Een voormalig soldaat van het Britse leger wordt momenteel berecht in Belfast voor twee moorden die plaatsvonden tijdens de beruchte “Bloody Sunday” in 1972 in Derry, Noord-Ierland. De soldaat, bekend als soldaat F, wordt beschuldigd van het doden van James Ray, James Wray en William McKinney, evenals het plegen van moordaanslagen op vijf andere mensen tijdens de militaire operatie die de gebeurtenissen in Noord-Ierland verder deed escaleren.
Meer dan 50 jaar na deze tragische gebeurtenissen staat de veteraan nu voor de rechter en wordt hij geconfronteerd met de ernstige beschuldigingen. “Bloody Sunday” op 30 januari 1972 in Derry was een keerpunt in de geschiedenis van Noord-Ierland, waarbij Britse parachutisten het vuur openden op vreedzame demonstranten en 13 mensen doodden.
De Britse regering had destijds beweerd dat de parachutisten reageerden op IRA-vuur, maar later werd officieel erkend dat de slachtoffers onschuldig waren en sommigen zelfs werden neergeschoten terwijl ze gewond op de grond lagen. In 2010 bood premier David Cameron officieel zijn excuses aan voor de gebeurtenissen van die dag en noemde ze “ongerechtvaardigd”.

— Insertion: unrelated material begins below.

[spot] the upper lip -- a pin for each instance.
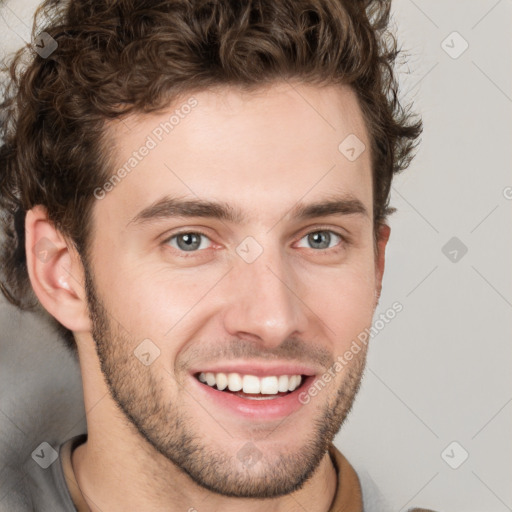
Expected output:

De rechtszaak tegen soldaat F is een langverwachte stap naar gerechtigheid voor de families van de slachtoffers van Bloody Sunday. Het proces begon in Belfast en heeft de aandacht van zowel Noord-Ierland als de rest van de wereld getrokken. Na decennia van pijn en verdriet hopen velen dat dit proces eindelijk antwoorden en gerechtigheid zal brengen voor degenen die hun leven verloren op die fatale dag.